Vítimas de violação não apresentam queixa porque não acreditam no sistema judicial
Apelidada como “preocupante” pelos especialistas, esta desconfiança das vítimas parece ter fundamento na realidade. No mesmo período, marcado por uma média de 109 acusações de violação por ano, a taxa de condenações caiu de 24 para 12 por cento dos casos.
Na procura das razões para este declínio, e no âmbito de um estudo comparativo entre 11 países da UE desenvolvido em parceria com a Child & Woman Abuse Studies, da Universidade Metropolitana de Londres, vários investigadores da delegação de Lisboa do Instituto Nacional de Medicina Legal passaram a pente fino 100 casos de violação, ocorridos entre 2004 e 2006, nas comarcas da área de Lisboa. Aqui, a taxa de condenações desceu ainda mais baixo, para os oito por cento, ou seja, “das mais baixas dos onze países participantes”, lê-se no relatório preliminar a que o PÚBLICO teve acesso.
Marlene Rodrigues, uma das autoras do levantamento, mostrou-se “muito surpreendida porque, apesar de tudo, o atendimento às vítimas de violência sexual tem vindo a melhorar, quer na parte das perícias médico-legais quer na parte das polícias”. E não hesitou em correlacionar a descrença das vítimas com a inoperacionalidade do sistema judicial. “Os processos são morosos, dolorosos, permanece sempre o princípio da dúvida a favor do réu e a fase de produção de prova pode demorar até 150 semanas”, apontou.
Efectivamente, o levantamento mostra que, em 44 por cento dos casos, a queixa foi arquivada já numa fase avançada do processo judicial, “sugerindo uma desconfiança no sistema de justiça e ou insegurança decorrente da falta de apoio e defesa”, denuncia o relatório, segundo o qual o arquivamento se deveu, em 39 por cento dos casos, à desistência das vítimas. “Desistem muitas vezes porque não têm qualquer feedback do que está a acontecer e são atiradas para uma grande solidão por períodos que chegam a ser de três anos”, precisa Marlene Rodrigues.
Natureza do crimePor estes dias em Portugal, a violação é um crime semipúblico, ou seja, depende da queixa da vítima para ser investigado.
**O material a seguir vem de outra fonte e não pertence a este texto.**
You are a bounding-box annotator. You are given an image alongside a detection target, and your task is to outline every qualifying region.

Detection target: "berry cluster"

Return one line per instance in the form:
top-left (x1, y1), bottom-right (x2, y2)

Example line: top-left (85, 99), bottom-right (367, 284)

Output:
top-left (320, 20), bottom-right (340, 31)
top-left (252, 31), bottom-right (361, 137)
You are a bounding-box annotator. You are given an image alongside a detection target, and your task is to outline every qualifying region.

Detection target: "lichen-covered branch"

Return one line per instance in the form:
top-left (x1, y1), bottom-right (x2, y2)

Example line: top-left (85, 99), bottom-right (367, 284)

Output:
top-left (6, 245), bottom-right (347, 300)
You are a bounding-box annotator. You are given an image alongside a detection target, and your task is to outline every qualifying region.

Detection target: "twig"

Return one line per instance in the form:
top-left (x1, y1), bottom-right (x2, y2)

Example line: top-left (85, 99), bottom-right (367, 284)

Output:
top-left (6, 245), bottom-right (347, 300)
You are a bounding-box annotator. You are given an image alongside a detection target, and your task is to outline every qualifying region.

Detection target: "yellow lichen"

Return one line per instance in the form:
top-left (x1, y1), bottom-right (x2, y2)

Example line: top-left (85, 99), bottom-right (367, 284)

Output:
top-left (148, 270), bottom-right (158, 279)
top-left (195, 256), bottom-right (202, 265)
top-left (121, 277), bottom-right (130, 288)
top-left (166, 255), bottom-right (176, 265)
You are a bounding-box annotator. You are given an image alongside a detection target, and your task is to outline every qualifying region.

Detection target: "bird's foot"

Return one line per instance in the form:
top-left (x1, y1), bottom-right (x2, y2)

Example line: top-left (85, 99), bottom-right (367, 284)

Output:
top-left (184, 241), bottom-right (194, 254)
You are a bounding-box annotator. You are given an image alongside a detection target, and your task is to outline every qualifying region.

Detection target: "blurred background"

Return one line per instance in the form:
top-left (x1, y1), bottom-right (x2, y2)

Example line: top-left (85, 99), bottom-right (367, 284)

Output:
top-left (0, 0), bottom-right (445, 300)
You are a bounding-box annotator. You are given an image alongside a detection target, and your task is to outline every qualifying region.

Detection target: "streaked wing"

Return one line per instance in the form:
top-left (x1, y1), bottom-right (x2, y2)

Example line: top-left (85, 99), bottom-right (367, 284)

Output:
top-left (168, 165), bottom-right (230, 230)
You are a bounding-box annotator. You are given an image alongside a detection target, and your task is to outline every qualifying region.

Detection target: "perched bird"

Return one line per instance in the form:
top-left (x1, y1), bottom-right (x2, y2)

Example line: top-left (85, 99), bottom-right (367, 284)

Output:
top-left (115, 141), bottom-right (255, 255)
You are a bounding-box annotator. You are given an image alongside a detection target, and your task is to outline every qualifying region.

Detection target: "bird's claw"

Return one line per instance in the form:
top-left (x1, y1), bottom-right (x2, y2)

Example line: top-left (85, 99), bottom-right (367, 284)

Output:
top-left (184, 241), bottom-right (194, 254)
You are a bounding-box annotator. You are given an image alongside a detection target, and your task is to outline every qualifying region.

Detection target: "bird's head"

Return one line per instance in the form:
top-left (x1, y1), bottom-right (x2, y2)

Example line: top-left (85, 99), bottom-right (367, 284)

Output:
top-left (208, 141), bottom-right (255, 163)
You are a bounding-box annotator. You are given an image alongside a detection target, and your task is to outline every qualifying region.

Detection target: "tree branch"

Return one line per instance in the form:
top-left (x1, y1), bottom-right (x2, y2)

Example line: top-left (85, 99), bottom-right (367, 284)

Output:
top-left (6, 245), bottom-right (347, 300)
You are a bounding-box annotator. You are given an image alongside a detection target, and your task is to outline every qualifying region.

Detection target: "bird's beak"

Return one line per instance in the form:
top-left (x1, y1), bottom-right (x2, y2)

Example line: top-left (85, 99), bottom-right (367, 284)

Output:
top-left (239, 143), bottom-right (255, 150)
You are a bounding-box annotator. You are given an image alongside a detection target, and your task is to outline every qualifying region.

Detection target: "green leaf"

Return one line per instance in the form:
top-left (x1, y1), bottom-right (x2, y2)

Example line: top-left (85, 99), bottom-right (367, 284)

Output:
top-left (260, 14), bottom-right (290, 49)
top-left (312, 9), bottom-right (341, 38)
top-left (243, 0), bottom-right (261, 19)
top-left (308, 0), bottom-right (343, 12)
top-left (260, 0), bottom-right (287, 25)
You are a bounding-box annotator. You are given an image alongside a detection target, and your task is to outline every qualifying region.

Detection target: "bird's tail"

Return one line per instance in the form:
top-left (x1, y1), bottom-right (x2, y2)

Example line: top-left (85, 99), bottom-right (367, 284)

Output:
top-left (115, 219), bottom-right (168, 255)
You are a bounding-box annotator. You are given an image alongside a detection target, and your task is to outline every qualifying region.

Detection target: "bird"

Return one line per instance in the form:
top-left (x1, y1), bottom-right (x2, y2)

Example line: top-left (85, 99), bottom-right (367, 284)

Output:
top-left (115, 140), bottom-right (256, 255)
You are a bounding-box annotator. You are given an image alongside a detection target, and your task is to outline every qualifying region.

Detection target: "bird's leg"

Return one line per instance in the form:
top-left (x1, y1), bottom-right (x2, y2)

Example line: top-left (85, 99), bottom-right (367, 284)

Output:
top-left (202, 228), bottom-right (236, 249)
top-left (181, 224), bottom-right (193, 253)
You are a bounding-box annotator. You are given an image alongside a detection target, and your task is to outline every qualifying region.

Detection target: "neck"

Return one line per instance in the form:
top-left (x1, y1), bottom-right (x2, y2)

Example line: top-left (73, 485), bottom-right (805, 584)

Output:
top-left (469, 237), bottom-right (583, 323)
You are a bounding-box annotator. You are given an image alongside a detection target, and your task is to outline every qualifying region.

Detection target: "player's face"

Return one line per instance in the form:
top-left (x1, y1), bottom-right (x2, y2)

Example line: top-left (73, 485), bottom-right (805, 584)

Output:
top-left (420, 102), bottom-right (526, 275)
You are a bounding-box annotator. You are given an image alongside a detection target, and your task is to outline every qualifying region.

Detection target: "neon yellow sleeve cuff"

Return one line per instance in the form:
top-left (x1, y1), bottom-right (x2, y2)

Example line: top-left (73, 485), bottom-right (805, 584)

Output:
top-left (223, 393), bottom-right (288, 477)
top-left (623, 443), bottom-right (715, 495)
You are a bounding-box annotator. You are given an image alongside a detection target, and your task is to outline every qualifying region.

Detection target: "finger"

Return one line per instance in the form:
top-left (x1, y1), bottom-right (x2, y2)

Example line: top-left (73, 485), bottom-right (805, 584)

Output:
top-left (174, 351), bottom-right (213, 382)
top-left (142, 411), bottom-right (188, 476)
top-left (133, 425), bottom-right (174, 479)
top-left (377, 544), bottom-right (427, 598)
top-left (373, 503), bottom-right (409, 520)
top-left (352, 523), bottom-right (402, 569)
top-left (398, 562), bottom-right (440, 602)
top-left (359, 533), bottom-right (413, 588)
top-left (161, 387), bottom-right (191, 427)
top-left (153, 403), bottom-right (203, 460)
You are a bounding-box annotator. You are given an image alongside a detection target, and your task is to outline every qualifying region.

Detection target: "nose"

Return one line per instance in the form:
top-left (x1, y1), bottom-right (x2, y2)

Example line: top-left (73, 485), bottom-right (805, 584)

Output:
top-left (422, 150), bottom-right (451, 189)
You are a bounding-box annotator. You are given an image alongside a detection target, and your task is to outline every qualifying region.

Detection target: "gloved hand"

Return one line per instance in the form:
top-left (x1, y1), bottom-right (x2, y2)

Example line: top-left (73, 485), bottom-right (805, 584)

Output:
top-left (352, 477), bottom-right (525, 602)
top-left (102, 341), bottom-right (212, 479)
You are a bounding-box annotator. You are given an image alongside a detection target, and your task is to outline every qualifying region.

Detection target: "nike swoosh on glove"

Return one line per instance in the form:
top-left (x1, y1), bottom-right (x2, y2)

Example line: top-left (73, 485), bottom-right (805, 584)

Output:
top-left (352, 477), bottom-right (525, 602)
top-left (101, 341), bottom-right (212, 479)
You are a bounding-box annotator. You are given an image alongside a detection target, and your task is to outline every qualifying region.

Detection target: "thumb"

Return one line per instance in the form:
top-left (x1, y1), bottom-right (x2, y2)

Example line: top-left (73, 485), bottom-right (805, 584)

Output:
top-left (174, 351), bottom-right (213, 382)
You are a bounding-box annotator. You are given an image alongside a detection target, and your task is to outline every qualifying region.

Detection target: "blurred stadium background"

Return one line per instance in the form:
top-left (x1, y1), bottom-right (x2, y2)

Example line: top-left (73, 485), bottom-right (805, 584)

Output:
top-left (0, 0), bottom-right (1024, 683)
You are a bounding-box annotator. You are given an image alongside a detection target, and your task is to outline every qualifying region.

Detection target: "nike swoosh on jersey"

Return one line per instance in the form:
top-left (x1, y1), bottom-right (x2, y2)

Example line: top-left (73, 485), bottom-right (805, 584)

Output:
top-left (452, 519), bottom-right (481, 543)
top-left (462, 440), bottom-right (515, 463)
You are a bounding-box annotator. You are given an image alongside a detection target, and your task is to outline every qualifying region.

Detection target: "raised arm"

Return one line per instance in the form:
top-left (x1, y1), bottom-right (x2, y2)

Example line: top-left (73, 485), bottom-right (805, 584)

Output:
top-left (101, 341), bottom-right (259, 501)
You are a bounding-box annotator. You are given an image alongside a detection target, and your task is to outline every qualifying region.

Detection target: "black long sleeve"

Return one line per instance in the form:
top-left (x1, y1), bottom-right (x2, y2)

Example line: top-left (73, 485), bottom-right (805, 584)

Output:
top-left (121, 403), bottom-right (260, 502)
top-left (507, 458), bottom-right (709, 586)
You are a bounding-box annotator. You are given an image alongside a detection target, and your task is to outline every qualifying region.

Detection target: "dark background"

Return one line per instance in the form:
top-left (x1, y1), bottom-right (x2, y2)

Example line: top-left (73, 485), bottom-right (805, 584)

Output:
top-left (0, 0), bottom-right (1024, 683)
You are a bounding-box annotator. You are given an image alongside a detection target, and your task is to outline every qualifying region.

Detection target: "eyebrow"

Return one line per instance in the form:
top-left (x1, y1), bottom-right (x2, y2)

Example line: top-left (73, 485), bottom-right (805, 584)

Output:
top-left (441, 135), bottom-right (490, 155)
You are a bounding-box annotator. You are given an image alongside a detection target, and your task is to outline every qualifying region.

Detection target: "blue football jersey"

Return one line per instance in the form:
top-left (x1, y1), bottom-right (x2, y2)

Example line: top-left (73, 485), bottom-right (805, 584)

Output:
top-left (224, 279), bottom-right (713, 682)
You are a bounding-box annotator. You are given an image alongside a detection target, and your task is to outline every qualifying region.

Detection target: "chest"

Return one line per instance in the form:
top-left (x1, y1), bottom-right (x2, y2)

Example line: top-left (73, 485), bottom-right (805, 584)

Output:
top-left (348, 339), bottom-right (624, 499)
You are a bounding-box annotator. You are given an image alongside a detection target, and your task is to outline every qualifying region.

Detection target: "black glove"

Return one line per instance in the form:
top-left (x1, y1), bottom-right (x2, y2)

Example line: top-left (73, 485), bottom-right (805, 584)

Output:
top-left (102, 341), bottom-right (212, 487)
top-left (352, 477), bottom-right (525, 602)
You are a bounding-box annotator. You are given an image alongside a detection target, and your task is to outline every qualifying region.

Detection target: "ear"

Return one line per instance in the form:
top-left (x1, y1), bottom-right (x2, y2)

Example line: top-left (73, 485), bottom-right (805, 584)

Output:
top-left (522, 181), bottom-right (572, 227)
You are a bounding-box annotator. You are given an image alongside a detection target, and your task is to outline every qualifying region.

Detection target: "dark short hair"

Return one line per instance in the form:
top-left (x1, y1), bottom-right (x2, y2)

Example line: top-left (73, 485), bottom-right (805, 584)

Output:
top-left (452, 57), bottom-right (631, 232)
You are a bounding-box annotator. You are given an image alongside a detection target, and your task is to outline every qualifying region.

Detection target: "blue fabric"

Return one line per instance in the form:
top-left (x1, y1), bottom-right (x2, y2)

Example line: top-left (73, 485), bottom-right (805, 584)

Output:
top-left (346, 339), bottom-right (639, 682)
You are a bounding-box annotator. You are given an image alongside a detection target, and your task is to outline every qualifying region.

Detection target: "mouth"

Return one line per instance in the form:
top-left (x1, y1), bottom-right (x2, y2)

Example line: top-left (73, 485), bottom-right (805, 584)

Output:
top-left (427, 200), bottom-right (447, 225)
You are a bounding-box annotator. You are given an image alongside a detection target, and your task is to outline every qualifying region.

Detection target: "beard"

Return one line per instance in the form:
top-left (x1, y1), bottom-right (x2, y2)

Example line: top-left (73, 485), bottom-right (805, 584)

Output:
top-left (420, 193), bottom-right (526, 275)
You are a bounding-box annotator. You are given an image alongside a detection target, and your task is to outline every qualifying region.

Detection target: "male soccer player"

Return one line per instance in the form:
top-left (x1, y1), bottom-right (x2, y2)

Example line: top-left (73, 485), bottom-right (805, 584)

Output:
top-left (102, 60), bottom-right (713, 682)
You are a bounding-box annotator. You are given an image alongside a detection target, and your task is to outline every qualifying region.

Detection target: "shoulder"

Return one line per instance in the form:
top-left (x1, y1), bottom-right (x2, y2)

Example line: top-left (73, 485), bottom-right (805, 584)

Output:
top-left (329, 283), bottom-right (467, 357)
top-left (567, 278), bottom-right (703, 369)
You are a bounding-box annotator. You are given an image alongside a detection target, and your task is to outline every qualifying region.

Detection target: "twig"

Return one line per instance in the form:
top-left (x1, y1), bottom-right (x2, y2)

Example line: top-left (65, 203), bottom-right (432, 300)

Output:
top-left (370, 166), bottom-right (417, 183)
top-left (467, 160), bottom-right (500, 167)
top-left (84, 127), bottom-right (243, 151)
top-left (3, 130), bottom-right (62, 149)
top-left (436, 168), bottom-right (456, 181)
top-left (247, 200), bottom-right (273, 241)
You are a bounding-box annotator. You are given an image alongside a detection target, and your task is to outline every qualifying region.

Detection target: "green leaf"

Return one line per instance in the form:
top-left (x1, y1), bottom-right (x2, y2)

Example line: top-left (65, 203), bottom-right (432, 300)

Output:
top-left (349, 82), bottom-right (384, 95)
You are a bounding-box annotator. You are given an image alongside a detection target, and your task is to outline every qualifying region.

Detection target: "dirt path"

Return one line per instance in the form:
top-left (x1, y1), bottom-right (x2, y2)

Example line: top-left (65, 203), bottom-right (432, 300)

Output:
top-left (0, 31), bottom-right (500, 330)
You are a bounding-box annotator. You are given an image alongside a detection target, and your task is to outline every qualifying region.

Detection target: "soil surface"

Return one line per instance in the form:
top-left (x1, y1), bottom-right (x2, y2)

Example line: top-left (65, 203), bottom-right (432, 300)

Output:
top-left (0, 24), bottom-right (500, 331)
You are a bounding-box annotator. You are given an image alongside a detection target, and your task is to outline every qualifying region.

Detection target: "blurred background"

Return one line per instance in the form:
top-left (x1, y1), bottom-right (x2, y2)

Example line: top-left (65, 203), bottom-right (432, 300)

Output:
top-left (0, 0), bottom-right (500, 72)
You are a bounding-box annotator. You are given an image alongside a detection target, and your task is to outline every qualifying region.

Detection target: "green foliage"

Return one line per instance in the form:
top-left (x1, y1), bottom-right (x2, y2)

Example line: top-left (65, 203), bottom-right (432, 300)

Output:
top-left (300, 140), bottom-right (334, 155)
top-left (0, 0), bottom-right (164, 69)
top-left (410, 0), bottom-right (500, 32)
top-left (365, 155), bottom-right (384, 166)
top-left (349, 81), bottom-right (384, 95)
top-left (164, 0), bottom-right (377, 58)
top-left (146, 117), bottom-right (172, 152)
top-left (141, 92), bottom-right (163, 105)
Na maior parte dos países analisados, o crime é de natureza pública, pelo que só os magistrados judiciais ou do Ministério Público podem travar o andamento do processo. Questionada sobre a pertinência da passagem do crime a público (à semelhança, aliás, do que aconteceu recentemente com a violência doméstica), a investigadora hesita: “Isso poderia colmatar as consequências da desistência, porque o processo seguiria independentemente disso, mas também acho que deve haver algum respeito pela vontade da vítima.” Para começar, “o sistema tem que começar a encarar a vítima como um cidadão de direito e não apenas como meio de produção de prova”. No mesmo sentido, o próprio relatório sugere que é preciso estudar até que ponto “a natureza semipública do crime constitui uma fonte de atrito”.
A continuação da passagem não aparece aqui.